El eclipse de esta madrugada no fue un fenómeno aislado. Está relacionado directamente con el eclipse total de Sol que pudo contemplarse en Guadalajara el pasado 12 de agosto.
La explicación está en el propio movimiento de la Luna. Los eclipses solares se producen en luna nueva, cuando nuestro satélite se sitúa entre el Sol y la Tierra. Aproximadamente dos semanas después, la Luna alcanza la fase llena y, cuando la alineación es la adecuada, la Tierra puede interponerse entre ambos astros y proyectar su sombra sobre ella.
"El motivo es tan lógico como sencillo dado que los eclipses totales de Sol siempre suceden en luna nueva, así que dos semanas después se completa medio ciclo de la órbita lunar, así que nuestro satélite natural pasa a la fase llena, lo que propicia este eclipse", señala el presidente de AstroGuada.
La madrugada astronómica de Valdenazar cierra así el calendario de eclipses lunares de 2026. El anterior tuvo lugar el 3 de marzo, aunque no fue visible desde España.

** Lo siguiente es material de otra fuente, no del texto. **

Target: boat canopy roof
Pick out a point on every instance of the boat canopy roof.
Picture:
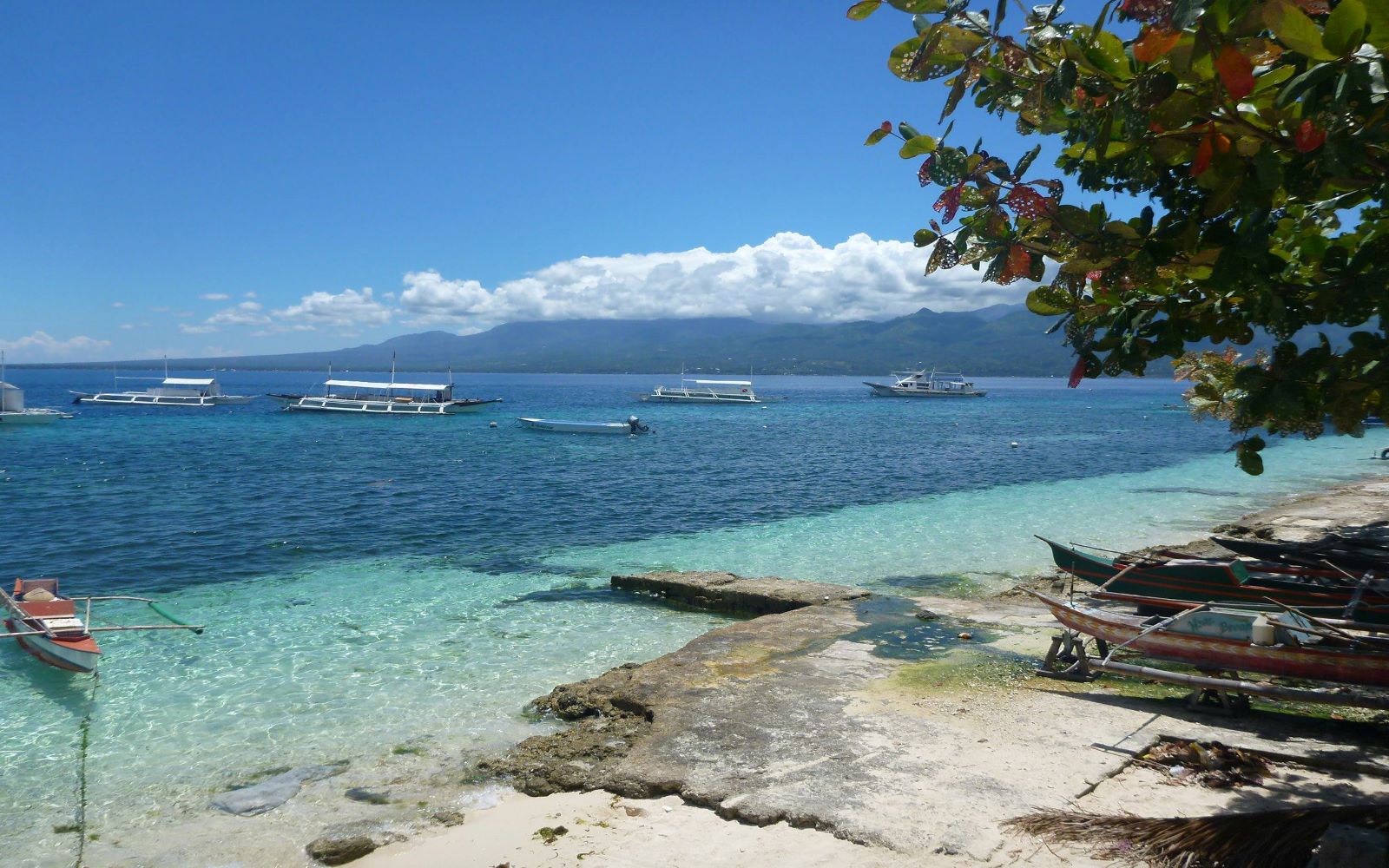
(359, 384)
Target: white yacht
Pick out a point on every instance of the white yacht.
(13, 410)
(927, 384)
(171, 392)
(706, 392)
(389, 398)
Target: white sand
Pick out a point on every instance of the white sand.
(602, 833)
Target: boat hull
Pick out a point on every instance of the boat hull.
(885, 391)
(566, 427)
(71, 654)
(139, 399)
(300, 403)
(1208, 581)
(1220, 653)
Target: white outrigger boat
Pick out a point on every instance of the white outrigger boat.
(171, 392)
(13, 410)
(631, 427)
(706, 392)
(927, 384)
(389, 398)
(46, 624)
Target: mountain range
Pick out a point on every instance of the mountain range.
(997, 340)
(1000, 339)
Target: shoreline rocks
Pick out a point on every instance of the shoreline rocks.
(734, 595)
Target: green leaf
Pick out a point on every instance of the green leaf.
(918, 6)
(916, 146)
(863, 9)
(1377, 16)
(1345, 27)
(1295, 30)
(1048, 302)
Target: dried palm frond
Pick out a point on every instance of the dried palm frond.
(1261, 839)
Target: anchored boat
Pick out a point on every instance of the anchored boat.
(389, 398)
(46, 624)
(171, 392)
(631, 427)
(706, 392)
(927, 384)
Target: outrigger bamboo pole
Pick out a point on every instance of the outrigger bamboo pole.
(1242, 687)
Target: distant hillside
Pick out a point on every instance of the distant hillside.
(997, 340)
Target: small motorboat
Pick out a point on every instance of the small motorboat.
(46, 624)
(632, 427)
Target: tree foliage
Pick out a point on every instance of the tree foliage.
(1256, 132)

Los aficionados de Guadalajara tendrán que esperar ahora a 2027 para volver a disfrutar de nuevos eclipses lunares. El 20 de febrero y el 17 de agosto se producirán sendos eclipses penumbrales, fenómenos más discretos en los que la Luna atravesará la zona exterior y más tenue de la sombra terrestre y experimentará únicamente una ligera pérdida de brillo.
La siguiente gran cita será el 2 de agosto de 2027, con un nuevo eclipse solar total que desde Guadalajara se verá de forma parcial, con una ocultación del disco solar de entre el 80% y el 87%.
Después del gran espectáculo solar del 12 de agosto, la madrugada de Valdenazar ha permitido a los aficionados de AstroGuada prolongar durante unas horas aquella conexión con el cielo. Esta vez, con la Luna como protagonista y teñida de rojo sobre los cielos de Guadalajara.